Faut-il inscrire les droits fondamentaux dans la nouvelle constitution ?

C'est la question que se pose la commission 1 qui étudie actuellement de ce sujet. Mais tout d'abord qu'est-ce que les droits fondamentaux ? Tout le monde connaît aujourd'hui la Déclaration universelle des droits de l'Homme dont nous avons fêté il y a peu les 60 ans. De cette déclaration ont découlé d'autres documents de références, tels que la Déclaration des droits de l'enfant (1959) ainsi que les Pactes internationaux relatif aux droits civils et politiques et celui relatif aux droits économiques, sociaux et culturels. Des divers droits de la personne humaine correspondent à ce que nous appelons dans la Constitution Fédérale ou les constitutions cantonales les "libertés et les droits fondamentaux".

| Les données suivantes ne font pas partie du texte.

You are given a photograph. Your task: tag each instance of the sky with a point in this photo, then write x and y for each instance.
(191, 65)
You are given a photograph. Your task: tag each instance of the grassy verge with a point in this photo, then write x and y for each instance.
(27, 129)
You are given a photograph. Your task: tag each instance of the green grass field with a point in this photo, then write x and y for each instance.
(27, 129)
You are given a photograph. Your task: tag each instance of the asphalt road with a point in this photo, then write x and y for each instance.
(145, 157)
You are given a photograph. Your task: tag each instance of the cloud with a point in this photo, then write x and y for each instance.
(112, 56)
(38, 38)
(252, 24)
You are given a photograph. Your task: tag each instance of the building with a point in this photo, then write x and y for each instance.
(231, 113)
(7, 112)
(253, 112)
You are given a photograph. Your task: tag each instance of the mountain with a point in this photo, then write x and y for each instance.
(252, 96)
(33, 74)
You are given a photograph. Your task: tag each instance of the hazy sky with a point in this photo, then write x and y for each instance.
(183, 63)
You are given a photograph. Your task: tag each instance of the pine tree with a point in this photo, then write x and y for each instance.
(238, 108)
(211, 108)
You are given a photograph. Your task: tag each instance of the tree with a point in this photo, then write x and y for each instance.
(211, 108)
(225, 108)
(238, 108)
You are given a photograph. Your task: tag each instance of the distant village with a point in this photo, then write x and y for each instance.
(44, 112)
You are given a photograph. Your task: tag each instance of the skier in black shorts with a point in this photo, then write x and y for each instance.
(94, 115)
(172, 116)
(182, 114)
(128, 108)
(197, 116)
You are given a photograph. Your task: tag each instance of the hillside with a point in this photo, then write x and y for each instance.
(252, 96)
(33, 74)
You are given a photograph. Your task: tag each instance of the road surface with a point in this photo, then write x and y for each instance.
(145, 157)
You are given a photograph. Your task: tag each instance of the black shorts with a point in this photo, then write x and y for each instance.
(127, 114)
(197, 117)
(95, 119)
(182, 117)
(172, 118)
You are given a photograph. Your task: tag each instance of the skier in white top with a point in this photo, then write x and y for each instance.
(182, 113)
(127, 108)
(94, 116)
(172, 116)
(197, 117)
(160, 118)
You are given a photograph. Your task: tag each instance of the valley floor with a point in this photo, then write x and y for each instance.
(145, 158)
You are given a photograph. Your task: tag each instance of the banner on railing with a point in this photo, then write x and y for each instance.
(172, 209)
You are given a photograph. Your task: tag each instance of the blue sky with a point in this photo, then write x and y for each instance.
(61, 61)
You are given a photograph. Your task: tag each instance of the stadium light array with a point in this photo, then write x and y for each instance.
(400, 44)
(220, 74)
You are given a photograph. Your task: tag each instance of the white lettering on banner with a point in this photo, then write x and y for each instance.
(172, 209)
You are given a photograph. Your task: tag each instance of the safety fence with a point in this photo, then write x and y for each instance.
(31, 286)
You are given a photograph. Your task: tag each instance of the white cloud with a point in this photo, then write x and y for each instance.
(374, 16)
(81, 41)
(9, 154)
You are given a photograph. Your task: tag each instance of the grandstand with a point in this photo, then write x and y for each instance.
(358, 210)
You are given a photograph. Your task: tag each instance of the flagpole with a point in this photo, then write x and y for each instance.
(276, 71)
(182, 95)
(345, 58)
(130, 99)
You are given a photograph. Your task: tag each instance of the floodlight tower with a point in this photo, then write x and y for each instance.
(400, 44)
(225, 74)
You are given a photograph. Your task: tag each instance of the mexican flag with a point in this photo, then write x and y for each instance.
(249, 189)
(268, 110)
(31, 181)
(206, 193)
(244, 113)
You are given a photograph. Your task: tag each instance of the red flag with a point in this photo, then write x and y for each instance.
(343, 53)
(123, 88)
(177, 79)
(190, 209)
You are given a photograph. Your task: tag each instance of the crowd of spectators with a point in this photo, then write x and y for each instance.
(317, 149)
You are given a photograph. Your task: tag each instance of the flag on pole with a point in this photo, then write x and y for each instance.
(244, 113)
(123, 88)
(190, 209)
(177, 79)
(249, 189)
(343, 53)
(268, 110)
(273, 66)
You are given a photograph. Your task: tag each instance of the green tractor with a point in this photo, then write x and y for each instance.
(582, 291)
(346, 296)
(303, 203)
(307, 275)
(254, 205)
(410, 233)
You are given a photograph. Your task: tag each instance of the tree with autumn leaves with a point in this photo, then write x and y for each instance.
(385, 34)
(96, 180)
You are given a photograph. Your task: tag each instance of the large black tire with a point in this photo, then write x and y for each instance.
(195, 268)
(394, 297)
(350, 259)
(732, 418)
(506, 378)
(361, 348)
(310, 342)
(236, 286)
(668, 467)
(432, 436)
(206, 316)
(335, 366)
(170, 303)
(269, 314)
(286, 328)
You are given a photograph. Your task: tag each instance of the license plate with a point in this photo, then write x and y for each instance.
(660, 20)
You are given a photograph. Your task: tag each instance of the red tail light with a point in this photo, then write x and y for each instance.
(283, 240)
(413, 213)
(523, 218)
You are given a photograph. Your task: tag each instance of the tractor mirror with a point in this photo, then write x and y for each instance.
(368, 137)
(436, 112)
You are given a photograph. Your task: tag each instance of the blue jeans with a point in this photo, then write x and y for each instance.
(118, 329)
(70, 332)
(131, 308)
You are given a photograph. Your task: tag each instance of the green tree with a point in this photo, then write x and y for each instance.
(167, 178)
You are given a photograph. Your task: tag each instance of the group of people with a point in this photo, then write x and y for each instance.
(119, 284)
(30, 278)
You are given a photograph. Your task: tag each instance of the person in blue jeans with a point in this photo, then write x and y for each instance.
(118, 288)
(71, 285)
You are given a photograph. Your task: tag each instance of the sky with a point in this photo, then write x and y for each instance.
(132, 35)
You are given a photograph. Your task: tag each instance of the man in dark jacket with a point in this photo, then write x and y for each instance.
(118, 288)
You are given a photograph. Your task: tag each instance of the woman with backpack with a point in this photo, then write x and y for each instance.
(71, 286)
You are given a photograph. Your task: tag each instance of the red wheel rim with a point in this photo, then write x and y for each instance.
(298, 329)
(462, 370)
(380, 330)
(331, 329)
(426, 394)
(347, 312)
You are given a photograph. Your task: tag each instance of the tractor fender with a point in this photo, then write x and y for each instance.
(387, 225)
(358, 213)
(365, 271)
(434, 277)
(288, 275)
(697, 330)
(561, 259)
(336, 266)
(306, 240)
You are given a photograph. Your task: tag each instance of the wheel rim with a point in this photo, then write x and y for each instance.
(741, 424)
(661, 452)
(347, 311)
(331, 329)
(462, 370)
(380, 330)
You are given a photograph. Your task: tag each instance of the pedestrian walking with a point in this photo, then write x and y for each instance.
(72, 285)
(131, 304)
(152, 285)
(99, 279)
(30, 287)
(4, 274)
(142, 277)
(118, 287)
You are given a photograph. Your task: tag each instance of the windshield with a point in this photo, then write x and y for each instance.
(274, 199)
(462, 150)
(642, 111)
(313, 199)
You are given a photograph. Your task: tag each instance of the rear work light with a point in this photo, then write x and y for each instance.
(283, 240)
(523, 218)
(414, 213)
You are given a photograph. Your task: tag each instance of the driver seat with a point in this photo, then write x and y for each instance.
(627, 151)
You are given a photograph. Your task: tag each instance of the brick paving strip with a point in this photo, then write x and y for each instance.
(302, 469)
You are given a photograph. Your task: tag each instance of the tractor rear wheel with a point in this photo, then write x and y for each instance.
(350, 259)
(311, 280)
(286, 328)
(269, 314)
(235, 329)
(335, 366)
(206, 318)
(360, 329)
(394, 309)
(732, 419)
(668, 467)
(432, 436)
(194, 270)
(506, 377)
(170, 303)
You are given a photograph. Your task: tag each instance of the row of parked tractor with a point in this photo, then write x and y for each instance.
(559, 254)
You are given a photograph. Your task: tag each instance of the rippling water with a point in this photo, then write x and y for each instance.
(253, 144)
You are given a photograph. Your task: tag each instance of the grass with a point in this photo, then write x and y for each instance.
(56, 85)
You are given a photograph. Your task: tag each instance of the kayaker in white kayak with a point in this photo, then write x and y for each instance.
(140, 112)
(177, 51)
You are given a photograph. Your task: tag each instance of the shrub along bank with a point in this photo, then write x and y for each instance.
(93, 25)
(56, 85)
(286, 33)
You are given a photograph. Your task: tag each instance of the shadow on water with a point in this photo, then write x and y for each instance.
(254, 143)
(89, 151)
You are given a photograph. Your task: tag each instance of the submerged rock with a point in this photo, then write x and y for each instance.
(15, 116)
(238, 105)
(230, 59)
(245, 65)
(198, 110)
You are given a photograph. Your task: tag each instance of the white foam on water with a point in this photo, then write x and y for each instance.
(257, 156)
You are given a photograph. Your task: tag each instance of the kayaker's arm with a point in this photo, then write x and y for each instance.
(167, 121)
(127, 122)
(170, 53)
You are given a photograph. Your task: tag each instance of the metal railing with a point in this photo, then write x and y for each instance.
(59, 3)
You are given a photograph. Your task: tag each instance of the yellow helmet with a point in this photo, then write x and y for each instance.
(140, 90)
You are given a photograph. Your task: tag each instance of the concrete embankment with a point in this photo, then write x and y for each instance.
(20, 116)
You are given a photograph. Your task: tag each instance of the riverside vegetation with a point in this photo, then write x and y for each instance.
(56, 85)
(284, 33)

Les considérants qui introduisent les deux pactes mentionnés ci-dessus apportent les précisions suivantes:

 

" ... considérant que, conformément aux principes énoncés dans la Charte des Nations-Unies, la reconnaissance de la dignité inhérente à tous les membres de la famille humaine et de leurs droits égaux et inaliénables constitue le fondement de la liberté, de la justice et de la paix dans le monde,

 

reconnaissant que ces droits découlent de la dignité inhérente à la personne humaine,

 

reconnaissant que, conformément à la Déclaration universelle des droits de l’Homme, l’idéal de l’être humain libre, libéré de la crainte et de la misère, ne peut être réalisé que si des conditions permettant à chacun de jouir de ses droits économiques, sociaux et culturels, aussi bien que de ses droits civils et politiques, sont créées,

 

considérant que la Charte des Nations Unies impose aux Etats l’obligation de promouvoir le respect universel et effectif des droits et des libertés de l’Homme, prenant en considération le fait que l’individu a des devoirs envers autrui et envers la collectivité à laquelle il appartient et est tenu de s’efforcer de promouvoir et de respecter les droits reconnus dans le présent Pacte..

 

Etant donné que ces droits sont déjà mentionnés dans ces documents internationaux ratifiés par la Suisse et sont également repris dans la Constitution fédérale, est-il encore nécessaire de les inscrire ou de les rappeler dans la Constitution de notre canton? La commission que je préside à déjà transmis en plénière un certain nombre de raisons pour lesquelles elle estime qu'un catalogue cantonal des droits et des libertés lui paraît souhaitable (voir mon blog du 15.10.09).

 

Il y en a encore à mon avis une autre, de portée symbolique, certes, mais qui a toute son importance. Comme imaginer que Genève, qui a donné son nom à des Conventions et qui est la "capitale" des droits humanitaires, n'aie pas dans sa constitution une présentation et une description de ces droits, si possible en élargissant même le champ et l'application ?

 

De prochaines auditions de l'Office cantonal des droits humains, d'un juge de la Cour européenne des droits de l'Homme, de spécialistes dans les domaines du droit du travail, devraient permettre aux commissaires d'approfondir ces diverses questions et de voir ce qui leur paraît judicieux de retenir pour leur rapport à l'Assemblée plénière.